Last Updated on 2025年3月29日 by 渋田貴正
合同会社では、社員(出資者)の退社時にその持分を払い戻す必要があります。ただし、その金額は単純に出資額を返せばよいというものではなく、会社の財産状況や企業価値を踏まえた“時価”で計算される点に注意が必要です。

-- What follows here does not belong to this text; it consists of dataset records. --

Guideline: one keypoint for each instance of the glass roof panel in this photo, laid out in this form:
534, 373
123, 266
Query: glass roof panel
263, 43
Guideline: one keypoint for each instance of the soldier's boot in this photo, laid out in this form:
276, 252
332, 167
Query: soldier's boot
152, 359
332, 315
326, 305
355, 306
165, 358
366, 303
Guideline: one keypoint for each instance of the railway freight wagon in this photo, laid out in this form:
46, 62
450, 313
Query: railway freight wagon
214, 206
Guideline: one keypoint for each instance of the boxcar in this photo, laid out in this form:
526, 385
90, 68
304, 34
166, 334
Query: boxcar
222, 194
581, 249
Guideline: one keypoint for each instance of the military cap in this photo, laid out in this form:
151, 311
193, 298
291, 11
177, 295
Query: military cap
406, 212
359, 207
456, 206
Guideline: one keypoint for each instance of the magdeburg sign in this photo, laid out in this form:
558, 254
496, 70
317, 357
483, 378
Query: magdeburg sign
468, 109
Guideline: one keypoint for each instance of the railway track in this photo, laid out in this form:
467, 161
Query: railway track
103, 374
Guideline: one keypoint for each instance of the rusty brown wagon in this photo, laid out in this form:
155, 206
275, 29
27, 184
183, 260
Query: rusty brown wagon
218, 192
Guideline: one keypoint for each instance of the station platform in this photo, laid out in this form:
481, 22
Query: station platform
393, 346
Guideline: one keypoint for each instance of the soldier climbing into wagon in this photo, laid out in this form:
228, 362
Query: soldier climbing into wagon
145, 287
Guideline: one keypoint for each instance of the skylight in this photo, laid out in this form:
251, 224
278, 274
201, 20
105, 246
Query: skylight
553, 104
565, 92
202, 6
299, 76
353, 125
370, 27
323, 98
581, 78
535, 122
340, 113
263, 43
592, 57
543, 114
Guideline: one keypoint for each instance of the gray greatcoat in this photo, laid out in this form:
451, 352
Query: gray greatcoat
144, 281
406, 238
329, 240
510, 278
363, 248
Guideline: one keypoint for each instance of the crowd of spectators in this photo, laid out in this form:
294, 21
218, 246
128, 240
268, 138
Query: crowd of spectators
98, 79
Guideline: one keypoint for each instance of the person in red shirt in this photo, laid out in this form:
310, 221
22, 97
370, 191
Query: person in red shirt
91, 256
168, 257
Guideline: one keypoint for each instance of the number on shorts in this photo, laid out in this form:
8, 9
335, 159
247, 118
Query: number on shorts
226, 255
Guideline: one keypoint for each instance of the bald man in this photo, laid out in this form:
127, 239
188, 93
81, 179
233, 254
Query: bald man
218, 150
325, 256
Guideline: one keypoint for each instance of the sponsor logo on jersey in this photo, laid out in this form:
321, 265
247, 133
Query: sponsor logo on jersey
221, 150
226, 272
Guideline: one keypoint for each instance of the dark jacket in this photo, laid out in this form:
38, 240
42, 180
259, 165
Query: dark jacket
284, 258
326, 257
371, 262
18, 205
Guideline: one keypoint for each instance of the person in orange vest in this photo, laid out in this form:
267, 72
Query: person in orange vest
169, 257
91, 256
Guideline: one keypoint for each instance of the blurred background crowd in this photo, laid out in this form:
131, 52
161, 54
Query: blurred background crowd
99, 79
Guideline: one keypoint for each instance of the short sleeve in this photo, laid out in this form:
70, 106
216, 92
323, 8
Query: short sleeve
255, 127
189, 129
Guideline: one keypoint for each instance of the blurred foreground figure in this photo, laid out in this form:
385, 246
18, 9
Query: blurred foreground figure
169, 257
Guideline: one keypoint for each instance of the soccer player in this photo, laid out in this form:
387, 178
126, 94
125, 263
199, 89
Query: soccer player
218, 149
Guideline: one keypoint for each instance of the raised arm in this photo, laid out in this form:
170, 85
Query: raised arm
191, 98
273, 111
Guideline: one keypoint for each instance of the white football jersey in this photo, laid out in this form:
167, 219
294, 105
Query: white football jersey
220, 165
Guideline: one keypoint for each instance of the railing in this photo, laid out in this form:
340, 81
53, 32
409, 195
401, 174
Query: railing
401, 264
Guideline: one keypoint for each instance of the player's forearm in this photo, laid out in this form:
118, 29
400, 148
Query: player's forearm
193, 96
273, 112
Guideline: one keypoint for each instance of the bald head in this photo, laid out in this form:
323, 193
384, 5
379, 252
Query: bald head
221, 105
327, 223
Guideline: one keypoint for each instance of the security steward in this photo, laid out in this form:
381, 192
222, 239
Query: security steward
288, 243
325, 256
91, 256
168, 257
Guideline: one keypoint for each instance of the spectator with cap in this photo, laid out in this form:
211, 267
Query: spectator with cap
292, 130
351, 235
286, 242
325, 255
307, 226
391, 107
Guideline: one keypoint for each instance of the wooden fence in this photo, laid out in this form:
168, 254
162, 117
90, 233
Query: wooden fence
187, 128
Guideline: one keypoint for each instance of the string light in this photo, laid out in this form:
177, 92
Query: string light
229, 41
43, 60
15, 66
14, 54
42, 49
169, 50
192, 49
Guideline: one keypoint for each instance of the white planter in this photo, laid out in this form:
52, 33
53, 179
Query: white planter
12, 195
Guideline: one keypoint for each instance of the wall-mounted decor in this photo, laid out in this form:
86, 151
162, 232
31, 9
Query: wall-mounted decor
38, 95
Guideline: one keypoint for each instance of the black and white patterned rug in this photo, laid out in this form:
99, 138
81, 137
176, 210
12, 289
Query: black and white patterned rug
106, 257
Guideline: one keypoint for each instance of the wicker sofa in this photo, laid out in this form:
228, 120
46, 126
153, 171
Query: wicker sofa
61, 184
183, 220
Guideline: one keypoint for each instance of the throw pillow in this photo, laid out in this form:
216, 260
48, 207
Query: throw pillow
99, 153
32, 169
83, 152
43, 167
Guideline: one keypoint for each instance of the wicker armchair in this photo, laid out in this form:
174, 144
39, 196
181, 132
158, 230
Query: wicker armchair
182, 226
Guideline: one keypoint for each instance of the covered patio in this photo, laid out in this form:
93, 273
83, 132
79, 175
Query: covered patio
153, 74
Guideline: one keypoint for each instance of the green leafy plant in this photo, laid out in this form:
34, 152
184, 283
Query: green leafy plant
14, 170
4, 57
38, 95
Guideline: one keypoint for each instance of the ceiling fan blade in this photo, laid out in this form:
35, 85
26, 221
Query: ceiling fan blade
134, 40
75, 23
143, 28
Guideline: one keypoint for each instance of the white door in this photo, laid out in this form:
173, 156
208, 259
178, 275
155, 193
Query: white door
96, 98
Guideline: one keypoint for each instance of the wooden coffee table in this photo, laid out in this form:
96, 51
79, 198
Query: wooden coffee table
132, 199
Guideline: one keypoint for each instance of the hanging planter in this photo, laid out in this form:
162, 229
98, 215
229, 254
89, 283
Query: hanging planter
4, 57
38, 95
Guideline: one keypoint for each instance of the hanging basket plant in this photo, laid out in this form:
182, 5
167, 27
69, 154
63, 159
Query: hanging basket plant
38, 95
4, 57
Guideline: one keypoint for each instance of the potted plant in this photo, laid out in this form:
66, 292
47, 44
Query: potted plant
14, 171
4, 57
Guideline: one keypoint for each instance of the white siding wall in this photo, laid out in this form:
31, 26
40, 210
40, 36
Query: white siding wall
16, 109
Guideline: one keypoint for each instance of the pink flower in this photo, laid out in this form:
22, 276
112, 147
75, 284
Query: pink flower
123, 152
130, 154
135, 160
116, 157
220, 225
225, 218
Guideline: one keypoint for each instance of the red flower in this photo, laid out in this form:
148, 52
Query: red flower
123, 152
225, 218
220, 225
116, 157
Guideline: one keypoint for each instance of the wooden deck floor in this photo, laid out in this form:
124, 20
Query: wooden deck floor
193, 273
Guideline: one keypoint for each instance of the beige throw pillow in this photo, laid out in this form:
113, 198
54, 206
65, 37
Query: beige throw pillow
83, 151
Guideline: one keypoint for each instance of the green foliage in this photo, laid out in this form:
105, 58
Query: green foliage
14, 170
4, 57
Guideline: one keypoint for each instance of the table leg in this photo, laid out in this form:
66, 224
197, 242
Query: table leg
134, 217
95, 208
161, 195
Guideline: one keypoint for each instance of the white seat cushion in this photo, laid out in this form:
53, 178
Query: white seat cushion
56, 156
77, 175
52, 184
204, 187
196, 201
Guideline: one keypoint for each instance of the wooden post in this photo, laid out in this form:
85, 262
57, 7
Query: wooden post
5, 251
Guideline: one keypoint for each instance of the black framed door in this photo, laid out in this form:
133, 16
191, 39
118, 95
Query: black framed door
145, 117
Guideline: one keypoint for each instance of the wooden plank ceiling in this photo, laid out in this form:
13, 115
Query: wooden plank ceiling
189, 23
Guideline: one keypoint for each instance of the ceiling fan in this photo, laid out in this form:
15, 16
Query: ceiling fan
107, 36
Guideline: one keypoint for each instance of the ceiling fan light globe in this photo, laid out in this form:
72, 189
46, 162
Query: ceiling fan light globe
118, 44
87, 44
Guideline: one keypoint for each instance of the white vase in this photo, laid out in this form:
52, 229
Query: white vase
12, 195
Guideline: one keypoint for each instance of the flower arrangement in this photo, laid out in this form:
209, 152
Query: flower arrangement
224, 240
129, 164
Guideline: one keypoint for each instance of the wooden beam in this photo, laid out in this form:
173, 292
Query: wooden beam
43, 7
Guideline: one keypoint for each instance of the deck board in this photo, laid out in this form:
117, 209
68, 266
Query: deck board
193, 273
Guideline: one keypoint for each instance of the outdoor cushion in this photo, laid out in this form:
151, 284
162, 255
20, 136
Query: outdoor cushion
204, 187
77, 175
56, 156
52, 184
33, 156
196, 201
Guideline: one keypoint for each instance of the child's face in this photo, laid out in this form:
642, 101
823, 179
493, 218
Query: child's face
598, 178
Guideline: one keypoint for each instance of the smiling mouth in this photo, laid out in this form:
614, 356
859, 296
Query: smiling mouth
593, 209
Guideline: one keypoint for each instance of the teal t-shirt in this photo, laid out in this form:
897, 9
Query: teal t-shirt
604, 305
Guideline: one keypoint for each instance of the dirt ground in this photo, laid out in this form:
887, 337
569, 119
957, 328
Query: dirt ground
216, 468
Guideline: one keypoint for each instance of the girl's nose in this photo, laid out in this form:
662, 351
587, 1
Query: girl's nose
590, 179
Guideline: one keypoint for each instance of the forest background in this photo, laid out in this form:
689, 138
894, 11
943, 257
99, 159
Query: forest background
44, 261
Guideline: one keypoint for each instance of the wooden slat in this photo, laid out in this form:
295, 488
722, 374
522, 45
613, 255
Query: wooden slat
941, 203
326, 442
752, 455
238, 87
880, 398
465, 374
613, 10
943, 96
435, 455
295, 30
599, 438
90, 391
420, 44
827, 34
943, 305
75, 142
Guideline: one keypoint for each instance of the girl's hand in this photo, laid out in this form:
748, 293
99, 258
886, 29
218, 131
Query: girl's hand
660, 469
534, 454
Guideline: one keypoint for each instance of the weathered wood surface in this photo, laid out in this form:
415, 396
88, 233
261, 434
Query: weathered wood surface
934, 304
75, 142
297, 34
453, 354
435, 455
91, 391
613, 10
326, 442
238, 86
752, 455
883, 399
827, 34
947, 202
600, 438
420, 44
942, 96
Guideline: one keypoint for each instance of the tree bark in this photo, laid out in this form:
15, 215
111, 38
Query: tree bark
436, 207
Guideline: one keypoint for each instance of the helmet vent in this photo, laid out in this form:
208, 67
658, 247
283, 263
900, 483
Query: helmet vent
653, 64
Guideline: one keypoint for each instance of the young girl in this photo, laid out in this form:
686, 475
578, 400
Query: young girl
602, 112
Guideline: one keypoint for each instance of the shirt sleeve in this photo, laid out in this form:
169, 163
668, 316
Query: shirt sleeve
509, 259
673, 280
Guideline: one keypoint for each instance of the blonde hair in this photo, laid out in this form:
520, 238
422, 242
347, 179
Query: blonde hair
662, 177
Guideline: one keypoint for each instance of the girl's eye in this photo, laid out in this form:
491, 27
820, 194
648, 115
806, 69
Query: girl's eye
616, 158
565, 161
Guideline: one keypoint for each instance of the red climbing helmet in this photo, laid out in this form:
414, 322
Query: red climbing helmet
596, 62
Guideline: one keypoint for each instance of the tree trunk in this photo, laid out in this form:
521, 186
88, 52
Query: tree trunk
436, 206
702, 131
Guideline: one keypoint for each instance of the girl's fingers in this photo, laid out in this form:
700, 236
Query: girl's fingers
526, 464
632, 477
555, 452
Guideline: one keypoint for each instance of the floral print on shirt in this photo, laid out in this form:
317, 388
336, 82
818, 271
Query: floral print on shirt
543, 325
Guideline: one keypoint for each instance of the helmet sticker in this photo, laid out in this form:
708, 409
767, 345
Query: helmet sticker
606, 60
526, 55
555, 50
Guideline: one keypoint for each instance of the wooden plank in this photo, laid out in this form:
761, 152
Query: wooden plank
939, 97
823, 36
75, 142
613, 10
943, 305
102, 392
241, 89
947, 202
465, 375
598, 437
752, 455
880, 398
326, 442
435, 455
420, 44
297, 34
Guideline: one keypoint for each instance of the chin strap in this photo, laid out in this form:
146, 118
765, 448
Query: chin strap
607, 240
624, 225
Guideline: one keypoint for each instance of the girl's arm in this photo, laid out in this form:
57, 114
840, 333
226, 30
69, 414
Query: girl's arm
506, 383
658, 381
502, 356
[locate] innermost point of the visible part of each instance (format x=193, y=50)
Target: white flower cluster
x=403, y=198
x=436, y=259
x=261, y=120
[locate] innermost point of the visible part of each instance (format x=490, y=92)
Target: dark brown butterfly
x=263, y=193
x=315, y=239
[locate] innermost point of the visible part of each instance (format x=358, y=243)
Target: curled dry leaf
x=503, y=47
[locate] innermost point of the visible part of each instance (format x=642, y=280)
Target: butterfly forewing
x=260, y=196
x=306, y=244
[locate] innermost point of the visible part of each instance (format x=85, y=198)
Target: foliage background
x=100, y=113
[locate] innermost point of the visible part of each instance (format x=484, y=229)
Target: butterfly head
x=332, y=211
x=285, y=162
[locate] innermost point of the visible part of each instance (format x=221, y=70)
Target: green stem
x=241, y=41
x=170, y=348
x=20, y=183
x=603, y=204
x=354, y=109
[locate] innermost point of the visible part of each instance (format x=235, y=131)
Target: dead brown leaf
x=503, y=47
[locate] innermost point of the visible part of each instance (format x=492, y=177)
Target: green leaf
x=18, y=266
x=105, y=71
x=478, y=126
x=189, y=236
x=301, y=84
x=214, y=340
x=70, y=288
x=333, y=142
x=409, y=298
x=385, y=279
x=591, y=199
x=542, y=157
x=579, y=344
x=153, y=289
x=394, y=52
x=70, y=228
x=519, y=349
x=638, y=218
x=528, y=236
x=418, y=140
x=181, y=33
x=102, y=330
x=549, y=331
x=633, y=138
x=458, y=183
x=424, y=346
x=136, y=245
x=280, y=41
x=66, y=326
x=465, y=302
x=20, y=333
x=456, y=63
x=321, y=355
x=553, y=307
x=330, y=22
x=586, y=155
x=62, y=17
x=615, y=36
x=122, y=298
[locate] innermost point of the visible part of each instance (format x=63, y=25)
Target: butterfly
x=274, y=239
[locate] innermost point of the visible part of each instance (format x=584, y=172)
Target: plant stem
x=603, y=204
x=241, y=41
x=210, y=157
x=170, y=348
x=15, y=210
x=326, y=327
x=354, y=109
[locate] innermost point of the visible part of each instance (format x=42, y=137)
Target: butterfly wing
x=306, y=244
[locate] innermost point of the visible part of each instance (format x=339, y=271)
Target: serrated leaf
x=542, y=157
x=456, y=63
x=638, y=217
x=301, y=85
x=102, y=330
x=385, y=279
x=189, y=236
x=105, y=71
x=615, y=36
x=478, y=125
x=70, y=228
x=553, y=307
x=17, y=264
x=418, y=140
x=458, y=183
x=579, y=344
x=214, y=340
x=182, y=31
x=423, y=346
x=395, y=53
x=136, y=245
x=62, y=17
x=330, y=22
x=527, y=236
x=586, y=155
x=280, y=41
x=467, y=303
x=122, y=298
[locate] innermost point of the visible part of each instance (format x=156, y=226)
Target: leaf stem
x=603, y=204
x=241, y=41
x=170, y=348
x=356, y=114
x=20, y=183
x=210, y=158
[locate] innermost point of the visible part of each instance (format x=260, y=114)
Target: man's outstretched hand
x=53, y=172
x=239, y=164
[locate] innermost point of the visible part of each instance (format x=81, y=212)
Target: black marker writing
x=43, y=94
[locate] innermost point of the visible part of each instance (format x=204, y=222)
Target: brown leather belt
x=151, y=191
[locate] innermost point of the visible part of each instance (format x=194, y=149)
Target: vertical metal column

まず、以下のような財務状況の合同会社を例に考えます。
【貸借対照表(単位:万円)】
資産の部 | 金額 | 負債・純資産の部 | 金額 |
現金預金 | 400 | 短期借入金 | 200 |
土地(簿価) | 200 | 資本金 | 250 |
資本剰余金 | 200 | ||
利益剰余金 | 150 | ||
合計 | 600 | 合計 | 600 |
【社員別持分管理表】
社員名 | 出資額 | 資本金 | 資本剰余金 | 利益剰余金 | 持分合計 |
A | 300 | 150 | 100 | 100 | 350 |
B | 150 | 100 | 100 | 50 | 250 |
合計 | 450 | 250 | 200 | 150 | 600 |
このような会社で、社員Bが退社を申し出たとします。Bの出資は現物出資で、土地150万円分を拠出しており、それに対して利益剰余金から50万円が配分されて、合計持分は250万円となっています。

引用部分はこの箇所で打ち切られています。